Don't ignore this part. Vietnam's State Bank allows incoming personal transfers of up to $1,000 per month without documentation. Above that threshold, your recipient must declare a source of funds — typically a simple form, but it adds friction and can delay payout. If you're sending NZD 5,000 in one go for a family event, consider splitting across two months or having the recipient prepare paperwork in advance. For property purchases, get a Vietnamese accountant involved before you transfer anything substantial.
Wise consistently offers the closest rate to the mid-market benchmark, typically within 0.4-0.6%. Remitly can match or beat it on first transfers via promotional pricing, but Wise wins on ongoing transparency.

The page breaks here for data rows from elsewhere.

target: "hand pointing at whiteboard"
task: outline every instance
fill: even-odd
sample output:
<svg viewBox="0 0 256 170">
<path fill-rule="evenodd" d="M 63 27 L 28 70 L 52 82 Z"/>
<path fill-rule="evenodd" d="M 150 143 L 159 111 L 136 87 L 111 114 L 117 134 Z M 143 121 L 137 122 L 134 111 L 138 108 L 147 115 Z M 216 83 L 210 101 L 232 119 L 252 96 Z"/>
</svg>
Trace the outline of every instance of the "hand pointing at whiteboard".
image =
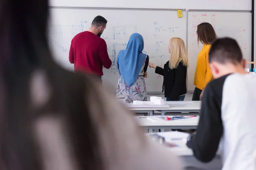
<svg viewBox="0 0 256 170">
<path fill-rule="evenodd" d="M 151 68 L 156 68 L 157 66 L 154 64 L 154 63 L 149 62 L 148 62 L 148 65 L 149 65 L 149 67 Z"/>
</svg>

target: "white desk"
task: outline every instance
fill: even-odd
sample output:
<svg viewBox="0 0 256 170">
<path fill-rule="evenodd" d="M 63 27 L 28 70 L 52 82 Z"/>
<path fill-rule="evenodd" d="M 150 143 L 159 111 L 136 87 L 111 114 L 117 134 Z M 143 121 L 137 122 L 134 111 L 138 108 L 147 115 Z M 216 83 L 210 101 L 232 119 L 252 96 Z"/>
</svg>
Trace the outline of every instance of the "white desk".
<svg viewBox="0 0 256 170">
<path fill-rule="evenodd" d="M 163 116 L 166 113 L 172 115 L 198 115 L 201 108 L 201 101 L 173 101 L 166 102 L 165 103 L 170 105 L 169 108 L 130 108 L 126 105 L 128 109 L 136 113 L 148 113 L 149 116 L 153 116 L 155 110 L 161 112 Z M 183 113 L 180 113 L 183 112 Z M 189 112 L 195 112 L 194 113 Z"/>
<path fill-rule="evenodd" d="M 171 121 L 162 120 L 156 116 L 134 117 L 141 126 L 149 129 L 150 133 L 153 131 L 153 129 L 162 129 L 162 132 L 164 129 L 195 129 L 199 120 L 199 116 Z"/>
<path fill-rule="evenodd" d="M 166 113 L 172 115 L 198 115 L 201 109 L 201 101 L 172 101 L 165 103 L 169 104 L 170 108 L 157 110 L 161 112 L 162 116 Z"/>
<path fill-rule="evenodd" d="M 218 151 L 215 158 L 211 162 L 205 163 L 198 160 L 193 156 L 192 150 L 186 145 L 188 133 L 179 132 L 168 132 L 156 133 L 163 137 L 166 142 L 174 143 L 177 147 L 169 147 L 168 150 L 174 154 L 180 156 L 184 167 L 190 167 L 189 170 L 220 170 L 222 168 L 220 152 Z M 147 133 L 147 135 L 150 134 Z M 192 168 L 192 167 L 193 168 Z"/>
<path fill-rule="evenodd" d="M 148 113 L 148 116 L 153 116 L 154 113 L 154 110 L 157 110 L 158 109 L 157 108 L 128 108 L 130 110 L 133 111 L 136 113 Z"/>
</svg>

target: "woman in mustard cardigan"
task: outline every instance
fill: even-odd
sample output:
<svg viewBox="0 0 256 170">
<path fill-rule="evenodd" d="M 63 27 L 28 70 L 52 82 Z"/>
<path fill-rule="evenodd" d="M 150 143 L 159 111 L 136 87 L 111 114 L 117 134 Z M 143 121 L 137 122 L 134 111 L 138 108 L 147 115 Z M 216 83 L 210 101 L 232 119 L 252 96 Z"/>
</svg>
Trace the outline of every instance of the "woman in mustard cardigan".
<svg viewBox="0 0 256 170">
<path fill-rule="evenodd" d="M 198 55 L 194 78 L 195 88 L 192 98 L 193 101 L 201 100 L 204 88 L 213 78 L 209 66 L 208 53 L 211 44 L 217 39 L 213 27 L 208 23 L 203 23 L 198 25 L 197 34 L 198 45 L 199 42 L 201 42 L 203 44 L 203 47 Z"/>
</svg>

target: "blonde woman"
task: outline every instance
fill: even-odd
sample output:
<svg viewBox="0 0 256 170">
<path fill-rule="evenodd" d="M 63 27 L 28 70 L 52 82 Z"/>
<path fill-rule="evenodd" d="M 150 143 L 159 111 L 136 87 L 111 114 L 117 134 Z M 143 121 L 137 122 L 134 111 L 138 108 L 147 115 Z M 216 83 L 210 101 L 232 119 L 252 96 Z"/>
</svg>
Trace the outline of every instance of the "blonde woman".
<svg viewBox="0 0 256 170">
<path fill-rule="evenodd" d="M 163 76 L 163 92 L 167 101 L 183 101 L 186 93 L 186 72 L 189 66 L 185 43 L 180 38 L 172 38 L 168 46 L 170 60 L 163 68 L 149 62 L 155 72 Z"/>
</svg>

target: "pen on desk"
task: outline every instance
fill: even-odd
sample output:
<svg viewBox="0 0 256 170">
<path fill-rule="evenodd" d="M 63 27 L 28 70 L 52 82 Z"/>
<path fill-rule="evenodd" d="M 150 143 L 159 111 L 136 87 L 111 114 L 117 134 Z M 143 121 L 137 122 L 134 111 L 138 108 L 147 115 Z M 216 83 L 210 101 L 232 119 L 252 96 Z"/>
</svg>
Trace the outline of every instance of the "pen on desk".
<svg viewBox="0 0 256 170">
<path fill-rule="evenodd" d="M 183 139 L 183 138 L 172 138 L 171 140 L 174 141 L 174 140 L 182 140 Z"/>
</svg>

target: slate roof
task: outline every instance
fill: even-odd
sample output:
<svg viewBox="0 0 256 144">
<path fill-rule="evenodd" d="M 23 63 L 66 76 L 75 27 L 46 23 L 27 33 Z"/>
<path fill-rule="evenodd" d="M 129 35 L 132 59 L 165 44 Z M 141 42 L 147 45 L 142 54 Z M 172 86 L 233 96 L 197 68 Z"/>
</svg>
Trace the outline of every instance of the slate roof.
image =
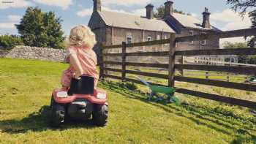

Economy transfers to Vietcombank or BIDV accounts settle in 1-2 business days, while instant options deliver to MoMo or ViettelPay wallets in under 10 minutes. Bank-to-bank transfers via traditional banks can take 3-5 days.
Digital providers charge NZD 3-15 in flat fees plus a 0.4-1% exchange rate margin, while NZ banks bury 3-5% markups in the rate. Always compare total cost, not just the visible fee.
Yes — Wise, Remitly, Revolut, and WorldRemit are all licensed and regulated in New Zealand and operate under strict anti-money-laundering rules. They use bank-level encryption and segregate customer funds from operational accounts.